Franklin said he knew the young attorney had a passion for music not just as an entertainment lawyer but also as a musician and had a studio engineer’s perspective.
“It’s one thing to know entertainment law, but it’s another altogether to know music,” said Franklin.
The phone call soon led to Graves, Silas, Silas’ wife, Alicia Stapleton, and Franklin waiting to board a plane to New York less than 48 hours after their initial conversation. He admits he and his wife, Eyra, were surprised by the sudden turn of events. However, there was little time to process.
“We’re in the airport and Brad is dressed like a manager. Silas was dressed like an artist, and I was dressed like a lawyer,” Graves laughs. “We all looked the part.”
Once in New York, the group was picked up by a chauffeur and dropped off at RCA/Sony headquarters with luggage in tow.
“We walked in there like we just hitchhiked,” he said before laughing. “I walked in like a super fan taking pictures of the Sony sign. It’s all these things…dreams you have, starting as a producer, which evolved into entertainment law and you see it playing out into a situation you could have never imagined. None of us planned it happening this way.”
After listening to Dear Silas’ Album “The Last Cherry Blossom,” with talent scout K.J. Jadav, artist & repertoire for RCA, and the labels CEO, it was time for negotiations.
“I literally got up and went to the restroom and threw up. It’s my first time doing a major label record deal, and I imagined the worse,” he divulged. “I thought I would walk into the room with 10 sophisticated New York lawyers and it’s just me.”
Calling his father for advice, he received just the push he needed. “The only thing my dad said was, ‘This is what you wanted. You know what to do,’ and he hung up the phone.”
Graves said he exited the restroom ready to go. Apprehensions further subsided when he realized it was one attorney, the lead counsel for RCA, and not the 10 he conjured up in his mind.
“I was just trying to make sure Silas and his wife were happy. Trying to make sure we understood what was happening and advising him on what they were proposing,” he said.
The group didn’t leave RCA until 9 p.m. Even still, Graves had to take the nearly 100-page contract with him to his hotel room.
“I had to marry myself to the contract because we were literally flying out the next day. All I could think to myself was ‘I can’t mess this up,’” he said.
When it was all said and done, Graves helped Dear Silas, a native of Jackson, sign a partnership between Dear Silas, LLC, the company started by the rapper, and RCA/Sony which allows him full creative control and the freedom to distribute music as he sees fit.

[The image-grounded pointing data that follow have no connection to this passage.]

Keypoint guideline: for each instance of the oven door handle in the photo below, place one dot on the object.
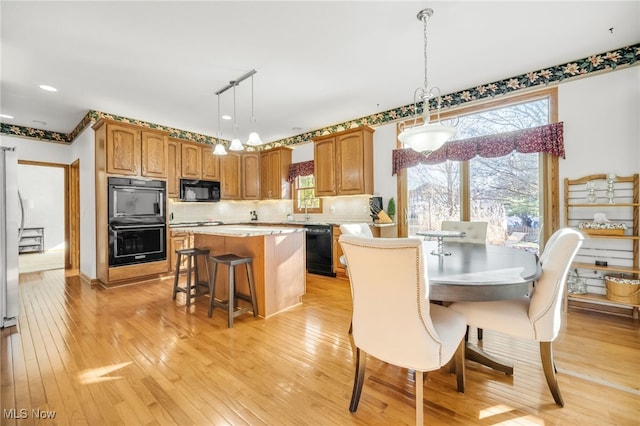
(118, 227)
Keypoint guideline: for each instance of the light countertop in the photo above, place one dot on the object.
(241, 230)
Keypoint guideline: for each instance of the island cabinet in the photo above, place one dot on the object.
(274, 174)
(344, 162)
(278, 263)
(251, 176)
(130, 150)
(231, 176)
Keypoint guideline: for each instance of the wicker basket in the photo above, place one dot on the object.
(623, 292)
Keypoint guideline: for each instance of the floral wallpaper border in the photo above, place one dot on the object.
(602, 62)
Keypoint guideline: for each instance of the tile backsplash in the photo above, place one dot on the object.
(335, 209)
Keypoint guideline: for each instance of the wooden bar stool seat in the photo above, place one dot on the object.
(194, 287)
(231, 304)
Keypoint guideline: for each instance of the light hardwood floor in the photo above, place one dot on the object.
(132, 356)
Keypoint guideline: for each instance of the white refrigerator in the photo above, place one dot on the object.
(11, 225)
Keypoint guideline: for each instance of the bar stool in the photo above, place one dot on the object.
(231, 304)
(193, 287)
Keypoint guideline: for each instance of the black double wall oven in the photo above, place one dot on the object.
(137, 221)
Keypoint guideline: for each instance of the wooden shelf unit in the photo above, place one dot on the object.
(31, 241)
(621, 256)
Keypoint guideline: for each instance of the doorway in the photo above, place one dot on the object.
(51, 200)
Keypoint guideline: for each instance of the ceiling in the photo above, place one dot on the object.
(318, 63)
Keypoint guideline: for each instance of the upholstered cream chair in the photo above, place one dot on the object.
(392, 317)
(476, 232)
(538, 316)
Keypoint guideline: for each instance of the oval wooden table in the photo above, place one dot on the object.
(479, 272)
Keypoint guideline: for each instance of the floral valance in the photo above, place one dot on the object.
(548, 138)
(304, 168)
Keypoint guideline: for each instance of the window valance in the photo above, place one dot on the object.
(303, 168)
(548, 138)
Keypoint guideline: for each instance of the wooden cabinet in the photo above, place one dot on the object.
(211, 164)
(274, 172)
(344, 162)
(230, 165)
(250, 176)
(191, 160)
(178, 240)
(621, 252)
(174, 168)
(338, 268)
(133, 151)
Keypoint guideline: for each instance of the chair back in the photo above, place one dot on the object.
(361, 229)
(391, 317)
(476, 232)
(545, 307)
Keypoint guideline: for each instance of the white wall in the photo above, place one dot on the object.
(42, 190)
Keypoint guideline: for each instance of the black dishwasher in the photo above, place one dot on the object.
(320, 249)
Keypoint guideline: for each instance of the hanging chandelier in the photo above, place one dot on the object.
(426, 137)
(219, 148)
(254, 138)
(236, 144)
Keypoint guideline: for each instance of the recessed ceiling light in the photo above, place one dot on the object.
(48, 88)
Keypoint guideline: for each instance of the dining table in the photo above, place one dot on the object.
(480, 272)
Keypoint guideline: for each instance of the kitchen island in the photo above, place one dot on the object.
(278, 262)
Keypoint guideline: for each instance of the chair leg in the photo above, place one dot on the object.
(459, 365)
(419, 397)
(358, 380)
(546, 355)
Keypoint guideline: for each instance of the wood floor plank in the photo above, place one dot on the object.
(132, 355)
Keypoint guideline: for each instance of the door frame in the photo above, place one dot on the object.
(72, 245)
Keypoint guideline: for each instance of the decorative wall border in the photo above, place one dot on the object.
(595, 64)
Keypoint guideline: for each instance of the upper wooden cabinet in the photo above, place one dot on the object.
(344, 162)
(231, 176)
(191, 159)
(131, 150)
(174, 168)
(211, 164)
(274, 172)
(251, 176)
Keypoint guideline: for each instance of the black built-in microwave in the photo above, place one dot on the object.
(199, 190)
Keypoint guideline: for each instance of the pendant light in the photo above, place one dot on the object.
(219, 149)
(426, 137)
(254, 138)
(236, 145)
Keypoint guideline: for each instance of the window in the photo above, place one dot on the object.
(508, 191)
(305, 195)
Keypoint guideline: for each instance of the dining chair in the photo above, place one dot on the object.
(393, 320)
(476, 232)
(538, 316)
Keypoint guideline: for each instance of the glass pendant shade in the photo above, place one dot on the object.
(254, 139)
(236, 145)
(426, 137)
(219, 149)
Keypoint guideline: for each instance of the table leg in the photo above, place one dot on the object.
(476, 354)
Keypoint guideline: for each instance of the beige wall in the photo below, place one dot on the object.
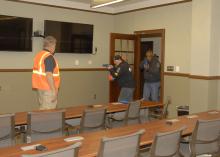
(176, 19)
(103, 25)
(191, 42)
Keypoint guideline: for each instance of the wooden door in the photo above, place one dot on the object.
(126, 46)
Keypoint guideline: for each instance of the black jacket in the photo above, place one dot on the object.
(123, 75)
(152, 73)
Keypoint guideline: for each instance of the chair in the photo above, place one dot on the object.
(131, 115)
(44, 125)
(166, 144)
(160, 113)
(93, 119)
(123, 146)
(205, 139)
(70, 151)
(7, 132)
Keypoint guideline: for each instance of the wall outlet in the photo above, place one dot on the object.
(89, 62)
(177, 69)
(170, 68)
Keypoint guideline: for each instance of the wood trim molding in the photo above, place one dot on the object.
(100, 12)
(157, 6)
(60, 7)
(176, 74)
(62, 69)
(199, 77)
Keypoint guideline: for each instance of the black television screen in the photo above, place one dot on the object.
(15, 33)
(71, 37)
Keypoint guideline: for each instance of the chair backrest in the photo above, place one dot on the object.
(93, 119)
(70, 151)
(7, 132)
(45, 124)
(133, 112)
(205, 137)
(166, 144)
(165, 108)
(124, 146)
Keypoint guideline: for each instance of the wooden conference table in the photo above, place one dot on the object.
(77, 111)
(91, 142)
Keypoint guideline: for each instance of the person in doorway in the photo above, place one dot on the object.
(46, 76)
(122, 73)
(151, 69)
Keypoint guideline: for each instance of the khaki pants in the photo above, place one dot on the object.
(45, 99)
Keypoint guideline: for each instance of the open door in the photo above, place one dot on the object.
(126, 46)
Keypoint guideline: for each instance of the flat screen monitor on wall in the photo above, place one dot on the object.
(71, 37)
(15, 33)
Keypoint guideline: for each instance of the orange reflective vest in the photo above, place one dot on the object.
(39, 80)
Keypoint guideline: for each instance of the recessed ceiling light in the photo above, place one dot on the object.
(106, 3)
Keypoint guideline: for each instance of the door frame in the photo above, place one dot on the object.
(151, 33)
(114, 36)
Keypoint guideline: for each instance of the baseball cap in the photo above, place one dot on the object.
(117, 57)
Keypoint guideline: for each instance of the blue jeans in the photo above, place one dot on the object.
(151, 90)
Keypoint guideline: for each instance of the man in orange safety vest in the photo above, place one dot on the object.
(46, 76)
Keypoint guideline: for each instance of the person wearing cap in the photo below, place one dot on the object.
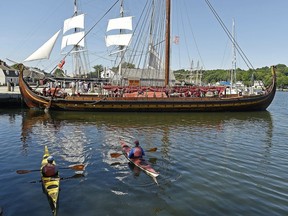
(50, 169)
(137, 151)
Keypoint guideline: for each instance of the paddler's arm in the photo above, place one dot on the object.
(131, 153)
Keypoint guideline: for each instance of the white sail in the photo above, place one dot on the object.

RCA re-released “The Last Cherry Blossom,” on April 26, 2019. The album, written by Silas, was produced and recorded in Crown Studios in the capital city. This deal is the first of its kind for a Jackson artist.

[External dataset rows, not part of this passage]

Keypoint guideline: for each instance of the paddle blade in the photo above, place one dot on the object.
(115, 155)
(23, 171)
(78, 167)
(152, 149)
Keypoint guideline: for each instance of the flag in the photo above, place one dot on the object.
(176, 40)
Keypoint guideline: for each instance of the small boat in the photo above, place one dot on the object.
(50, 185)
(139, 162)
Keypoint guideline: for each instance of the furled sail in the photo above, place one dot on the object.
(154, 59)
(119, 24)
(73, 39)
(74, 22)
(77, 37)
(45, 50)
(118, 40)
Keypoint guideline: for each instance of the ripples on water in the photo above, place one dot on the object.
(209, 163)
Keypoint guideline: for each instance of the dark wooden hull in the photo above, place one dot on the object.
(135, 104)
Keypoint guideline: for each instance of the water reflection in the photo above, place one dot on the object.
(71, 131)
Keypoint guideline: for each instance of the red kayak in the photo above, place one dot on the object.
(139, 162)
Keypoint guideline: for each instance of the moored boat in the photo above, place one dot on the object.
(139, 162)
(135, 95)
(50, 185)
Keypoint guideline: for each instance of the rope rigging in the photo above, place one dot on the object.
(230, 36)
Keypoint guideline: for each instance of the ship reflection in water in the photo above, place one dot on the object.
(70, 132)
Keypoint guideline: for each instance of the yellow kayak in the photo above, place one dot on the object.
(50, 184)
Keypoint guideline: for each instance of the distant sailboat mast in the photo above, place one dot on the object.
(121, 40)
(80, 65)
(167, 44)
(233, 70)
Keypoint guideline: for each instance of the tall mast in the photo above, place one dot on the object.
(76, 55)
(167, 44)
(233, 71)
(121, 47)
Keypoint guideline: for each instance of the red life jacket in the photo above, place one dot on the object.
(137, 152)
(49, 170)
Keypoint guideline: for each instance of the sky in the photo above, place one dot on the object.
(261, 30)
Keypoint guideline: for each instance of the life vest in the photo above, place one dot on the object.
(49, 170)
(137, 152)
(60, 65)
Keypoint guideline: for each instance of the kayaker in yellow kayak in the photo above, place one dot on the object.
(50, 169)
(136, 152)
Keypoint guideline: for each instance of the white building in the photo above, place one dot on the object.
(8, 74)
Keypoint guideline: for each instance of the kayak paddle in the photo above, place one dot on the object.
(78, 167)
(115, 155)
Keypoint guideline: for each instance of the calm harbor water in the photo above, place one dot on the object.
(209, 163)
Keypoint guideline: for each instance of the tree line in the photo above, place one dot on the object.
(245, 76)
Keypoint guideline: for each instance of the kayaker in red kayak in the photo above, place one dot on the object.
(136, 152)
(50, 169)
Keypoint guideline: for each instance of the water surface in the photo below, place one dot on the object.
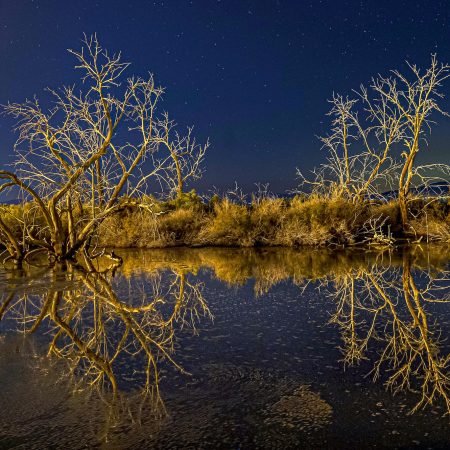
(229, 348)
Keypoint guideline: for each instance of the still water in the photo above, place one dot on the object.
(229, 348)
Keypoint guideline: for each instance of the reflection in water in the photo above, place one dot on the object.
(93, 330)
(116, 329)
(389, 305)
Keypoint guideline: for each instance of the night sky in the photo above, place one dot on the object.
(253, 76)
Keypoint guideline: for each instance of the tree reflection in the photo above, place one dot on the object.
(97, 322)
(385, 308)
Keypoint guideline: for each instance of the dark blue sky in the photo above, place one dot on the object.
(254, 76)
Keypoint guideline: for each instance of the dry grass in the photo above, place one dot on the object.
(301, 221)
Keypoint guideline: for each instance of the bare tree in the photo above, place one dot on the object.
(393, 113)
(92, 154)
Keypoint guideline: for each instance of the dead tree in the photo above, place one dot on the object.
(391, 116)
(92, 154)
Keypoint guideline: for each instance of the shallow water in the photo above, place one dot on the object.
(229, 348)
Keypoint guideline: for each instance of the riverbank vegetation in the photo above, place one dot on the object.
(104, 167)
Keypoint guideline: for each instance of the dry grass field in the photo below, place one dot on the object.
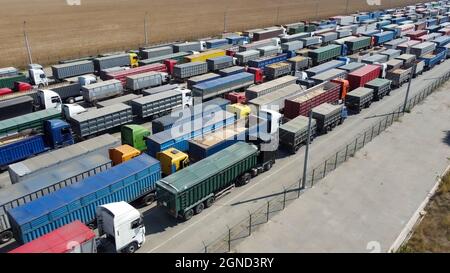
(60, 31)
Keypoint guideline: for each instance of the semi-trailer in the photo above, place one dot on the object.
(177, 137)
(300, 104)
(380, 87)
(132, 180)
(68, 70)
(137, 83)
(32, 121)
(199, 184)
(56, 133)
(217, 87)
(160, 103)
(359, 99)
(42, 163)
(324, 54)
(41, 184)
(294, 133)
(328, 116)
(93, 93)
(99, 120)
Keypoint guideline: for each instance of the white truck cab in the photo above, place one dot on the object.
(37, 75)
(123, 224)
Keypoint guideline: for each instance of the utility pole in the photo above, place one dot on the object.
(413, 71)
(145, 29)
(27, 45)
(305, 163)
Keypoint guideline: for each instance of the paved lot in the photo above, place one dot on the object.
(364, 204)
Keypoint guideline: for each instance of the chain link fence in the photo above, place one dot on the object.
(244, 228)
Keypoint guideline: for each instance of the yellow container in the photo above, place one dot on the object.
(202, 57)
(240, 110)
(122, 153)
(172, 160)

“It was fulfilling to know that I was able to survive the negotiations and had an understanding of what was going on. More importantly, Silas was comfortable with my decision. That’s always important when you’re representing someone with something life-changing,” he said.
Of Graves’ abilities, Franklin said he is a valued teammate of Ourglass Media Group, Franklin’s management company. “This won’t be the last big deal we close together.”
And Graves agrees. The attorney said he wants to build on what Silas has been able to do and have more of a focused effort in developing talent, producing high-quality music, and forcing major labels to Jackson instead of Mississippi artists relocating to make their dreams come true.
What he has accomplished thus far is everything that Graves said he has worked toward. “All the love I have for music all the love I have for the industry; this is the first time I can see the results of my labor.”